Engel revisits the founders’ debates, showing how they anticipated presidents who might betray their trust to foreign powers or profit from office. George Mason’s challenge—“Shall any man be above justice?”—echoes through centuries. Comparing this ideal with modern cynicism, Engel warns that citizens must protect not only the rule of law but belief in it. When truth itself becomes partisan, as seen in Nixon’s and Trump’s eras, impeachment risks becoming meaningless theater. Yet Engel insists its power endures when courage and conscience overtake politics.
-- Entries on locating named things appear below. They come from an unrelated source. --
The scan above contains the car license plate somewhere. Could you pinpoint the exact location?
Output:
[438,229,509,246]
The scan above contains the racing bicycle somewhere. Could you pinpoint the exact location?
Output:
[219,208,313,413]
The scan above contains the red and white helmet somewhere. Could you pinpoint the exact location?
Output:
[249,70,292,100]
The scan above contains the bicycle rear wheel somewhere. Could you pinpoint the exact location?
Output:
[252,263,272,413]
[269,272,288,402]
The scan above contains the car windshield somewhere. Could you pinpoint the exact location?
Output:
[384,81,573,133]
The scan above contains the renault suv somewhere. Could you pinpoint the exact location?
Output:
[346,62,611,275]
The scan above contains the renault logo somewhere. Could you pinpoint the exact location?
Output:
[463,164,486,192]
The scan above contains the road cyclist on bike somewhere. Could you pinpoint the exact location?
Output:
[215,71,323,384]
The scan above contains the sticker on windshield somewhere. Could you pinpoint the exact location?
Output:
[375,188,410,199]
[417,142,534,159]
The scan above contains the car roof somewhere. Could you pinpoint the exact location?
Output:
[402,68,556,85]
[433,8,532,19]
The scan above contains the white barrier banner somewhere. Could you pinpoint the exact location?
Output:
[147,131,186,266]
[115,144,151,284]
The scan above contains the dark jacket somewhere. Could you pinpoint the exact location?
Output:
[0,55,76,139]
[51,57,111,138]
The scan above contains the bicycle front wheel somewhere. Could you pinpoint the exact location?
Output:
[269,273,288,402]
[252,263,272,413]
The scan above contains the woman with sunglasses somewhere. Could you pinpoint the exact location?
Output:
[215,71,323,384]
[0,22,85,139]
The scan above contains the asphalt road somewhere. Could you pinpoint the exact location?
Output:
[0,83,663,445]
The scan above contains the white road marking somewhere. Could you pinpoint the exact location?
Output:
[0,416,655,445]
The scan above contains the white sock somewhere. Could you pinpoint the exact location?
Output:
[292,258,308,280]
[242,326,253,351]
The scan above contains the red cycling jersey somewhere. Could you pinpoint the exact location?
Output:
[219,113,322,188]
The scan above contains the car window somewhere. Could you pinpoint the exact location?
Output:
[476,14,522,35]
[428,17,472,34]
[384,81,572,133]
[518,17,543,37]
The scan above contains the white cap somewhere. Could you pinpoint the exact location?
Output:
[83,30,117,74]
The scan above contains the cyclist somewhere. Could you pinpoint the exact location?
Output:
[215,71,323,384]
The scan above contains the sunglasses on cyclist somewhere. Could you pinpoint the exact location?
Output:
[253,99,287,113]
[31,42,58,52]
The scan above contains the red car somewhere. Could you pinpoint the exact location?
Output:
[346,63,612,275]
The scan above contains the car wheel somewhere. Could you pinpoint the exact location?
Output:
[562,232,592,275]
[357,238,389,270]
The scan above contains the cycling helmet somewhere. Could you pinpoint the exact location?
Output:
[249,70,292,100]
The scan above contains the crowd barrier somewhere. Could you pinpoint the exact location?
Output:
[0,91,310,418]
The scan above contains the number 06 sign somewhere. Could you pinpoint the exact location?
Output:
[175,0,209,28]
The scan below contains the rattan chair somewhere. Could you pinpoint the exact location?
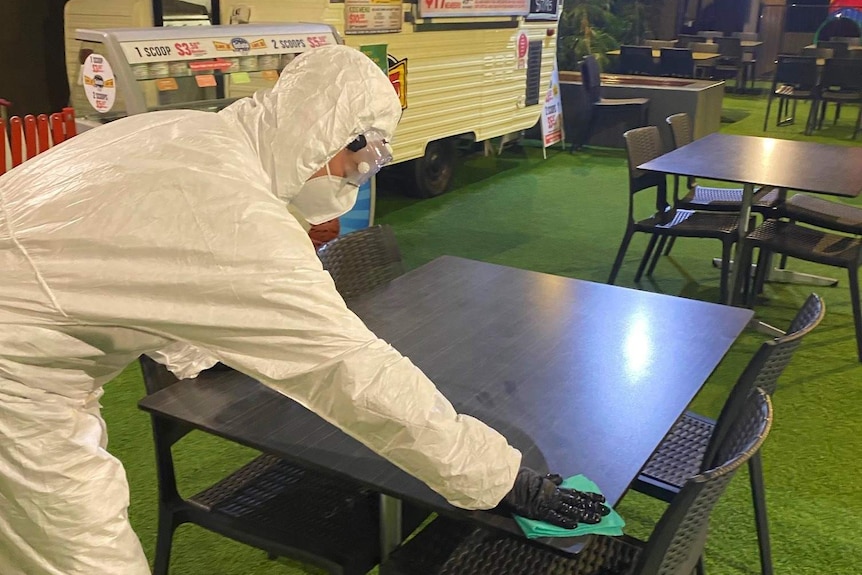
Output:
[644,40,677,50]
[817,40,850,58]
[659,48,694,78]
[140,356,402,575]
[380,390,772,575]
[712,36,748,92]
[632,294,826,575]
[740,220,862,361]
[572,55,649,150]
[818,57,862,140]
[763,54,820,134]
[608,126,752,301]
[619,45,656,76]
[317,226,404,300]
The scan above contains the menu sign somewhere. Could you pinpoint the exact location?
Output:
[344,0,403,34]
[122,32,337,64]
[418,0,531,18]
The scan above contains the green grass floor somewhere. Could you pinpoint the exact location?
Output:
[103,88,862,575]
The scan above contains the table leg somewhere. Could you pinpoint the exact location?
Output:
[726,184,754,305]
[380,493,401,561]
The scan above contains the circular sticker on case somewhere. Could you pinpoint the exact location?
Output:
[81,54,117,114]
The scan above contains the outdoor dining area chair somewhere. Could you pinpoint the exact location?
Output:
[632,294,826,575]
[739,220,862,362]
[763,54,820,135]
[380,389,772,575]
[608,126,739,301]
[317,225,404,300]
[817,57,862,140]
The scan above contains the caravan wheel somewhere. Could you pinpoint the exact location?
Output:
[408,138,458,198]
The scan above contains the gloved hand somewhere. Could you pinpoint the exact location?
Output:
[500,467,610,529]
Patterns from Past Impeachments

Engel distills lessons from each case: Johnson’s trial showed constitutional restraint; Nixon’s, moral clarity; Clinton’s, partisan fracture. Taken together, they illustrate that impeachment only succeeds—legally and morally—when evidence is undeniable and when senators transcend tribal pressures. The process fails when impeachment serves revenge instead of republic. He cautions that future impeachments, if driven by emotion instead of proof, could normalize removing presidents for politics alone—a profound threat to stability and faith in democracy.

Guardrails for the Future

Engel ends with a conviction: impeachment must remain difficult. Its challenge reminds America that the next election—not vengeance—is the ultimate recourse. “So long as there are doubts,” he concludes, “there is always another election.” The true test is whether citizens trust that election will occur and be fair. In that sense, impeachment reflects the nation’s moral temperature. When truth falters and outrage reigns, even the best safeguard fails. But when principle guides judgment, impeachment proves what the framers hoped—that self-government can correct itself without ceasing to be free.